After Hannah Smith killed herself after experiencing some truly vicious trolling on askfm, the issue of cyberbullying – and how to keep children safe online – has been the subject of political and media attention. The detachment of the internet environment seems to give some people a kind of licence to be abusive. But even those not setting out to bully can struggle to connect how they felt when on the receiving end of abuse and how people they themselves were posting about might feel. One teenage boy, Kade, spoke of the ‘really hateful stuff’ on askfm about his brother, who’d died when Kade was eight – but he said he liked to make people laugh, posting sarcastic comments on the site.
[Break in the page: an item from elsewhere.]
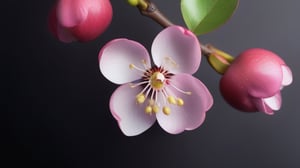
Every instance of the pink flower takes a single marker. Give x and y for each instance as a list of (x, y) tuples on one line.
[(166, 91), (254, 80), (80, 20)]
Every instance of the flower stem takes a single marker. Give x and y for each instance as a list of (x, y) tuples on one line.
[(154, 13), (149, 9)]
The ability to empathise with people only known by avatars and usernames seems to be a real issue for the cyber age.
That distance makes empathy more difficult is nothing new (we just have new ways of being distant from people, including those immediately around us). It’s also relevant when it comes to the past. How can we understand how it felt to experience a particular event or live through a particular period, particularly those outside living memory?
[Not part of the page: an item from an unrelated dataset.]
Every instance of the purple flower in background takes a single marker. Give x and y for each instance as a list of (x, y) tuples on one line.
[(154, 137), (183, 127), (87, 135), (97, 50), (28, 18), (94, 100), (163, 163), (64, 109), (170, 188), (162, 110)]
One criticism of public history is that it deals more in empathy and emotion than in evidence – encouraging us to feel rather than think – and is thereby liable to distortions and misrepresentations. Certainly there is an emotive dimension to much public history, shaped by a desire to connect: with family, with a place, with a community’s past. Such a desire seems fundamentally human, and not suspect in and of itself. Recognition, celebration, commemoration might motivate people to make connections with the past, but the public historian can play an important role as a critical friend, offering constructive challenges as well as affirmations.
When public history enters the terrain of popular history, however, is there a risk that the need to entertain can mean suffering is smoothed over? We’ve been enjoying (endless re-runs of) the Horrible Histories songs in our house, current favourites of our three-year-old daughter being the Joan of Arc and Boudicca songs. She merrily dances around the kitchen singing about being burned alive or slaughtered and dismembered, and particularly enjoys songs in which her dad can act out a grisly end.
There’s nothing wrong here – we all know more about Joan of Arc than we did before – but it did get us thinking about empathy. Joan is burned, singing, at the stake, but tells us it’s all alright in the end: ‘my death led France to put on war paint, and crush the English, so now I’m a saint’ – cue wink. The take-off of modern music is really funny for adults (the Take That RAF song is pure gold for my generation), and children enjoy the quirky characters and the gore. The gore (and the poo) is there to entertain – it is horrible histories after all – but no-one’s takes comedy gunk seriously.
We probably need some degree of empathy to be good historians, as well as decent human beings. (Disciplined) imagination is part of the historian’s craft. We can’t treat our subjects’ experiences with the hindsight they lacked, ‘smoothing’ out their suffering within the account, even if our interpretations suggest it was ‘alright in the end’ (‘alright’, of course, from someone else’s perspective). As public historians of various kinds, how can we help people to empathise with people in the past, while still offering that vital critical voice? And can that empathetic connection with people in the past help us negotiate our human relationships in the cyber age?